Lesson Objectives:- Solve absolute value equation.
- Solve absolute value inequality.
The absolute value of a number is its distance from 0 on a number line.
So for any positive value a, the `abs(x) = a` means that `x = a` or `x = -a`.
Solve `abs(x-1) + 4 = 10`.
So start by subtracting 4 from both sides.
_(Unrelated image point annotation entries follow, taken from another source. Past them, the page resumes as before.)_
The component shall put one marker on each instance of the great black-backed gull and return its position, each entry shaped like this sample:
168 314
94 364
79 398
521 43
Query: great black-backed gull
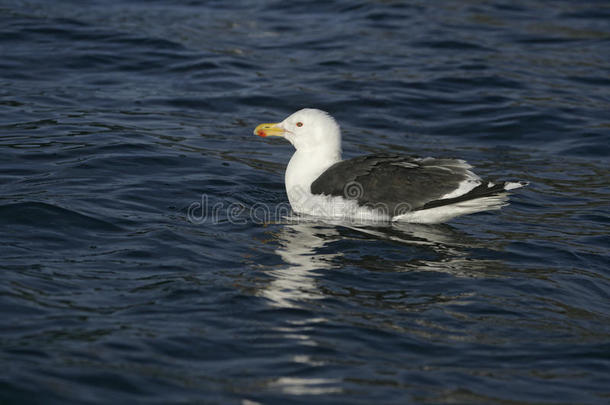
379 187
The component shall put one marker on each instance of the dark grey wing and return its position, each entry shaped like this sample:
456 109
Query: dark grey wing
398 183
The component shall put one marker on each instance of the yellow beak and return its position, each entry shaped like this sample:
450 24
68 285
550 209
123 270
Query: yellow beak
272 129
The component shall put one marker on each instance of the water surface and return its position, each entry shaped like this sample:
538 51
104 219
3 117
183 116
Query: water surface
147 250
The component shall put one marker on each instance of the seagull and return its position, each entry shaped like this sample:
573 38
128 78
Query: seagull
376 187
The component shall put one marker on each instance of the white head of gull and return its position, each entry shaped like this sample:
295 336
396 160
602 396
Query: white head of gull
386 187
This gives us `abs(x-1) = 6`.
So `x-1 = 6` or `x-1 = -6`. So if we add 1 to both sides, we have `x = 7` or `x = -5`.
So let's check `x = 7`. `abs(7-1)+4 = 10`. That means `6+4 = 10` or `10 = 10`. So, this is a true statement.
Now let's check `x = -5`. We get `abs(-5-1)+4 = 10`, which is `6+4 = 10` or `10 = 10`. Another true statement.
So the solutions are 7 and -5.
Absolute Value Inequalities.
If `a > 0` and `abs(x) < a`, then `-a < x < a`.
If `a > 0` and `abs(x) > a`, then `x < -a` or `x > a`.
Similarly, if `a > 0` and `abs(x) <= a`, then `-a <= x <= a`.
And if `a > 0` and `abs(x) >= a`, then `x <= -a` or `x >= a`.
Solve and give your solution set in interval notation and then graph the solution set.
`abs(x+12) >= 15`. This means that `x+12 >= 15` or `x+12 <= -15`. So if we subtract 12 from both sides, we get `x >= 3` or if we subtract 12 over here, we get `x <= -27`.
We can graph the solution set by having a closed circle at -27 and a closed circle at 3. And `x <= -27`, so we shade to the left, and `>= +3`, so we shade to the right.
In interval notation, this is `(-oo, -27] cup [3, oo)`.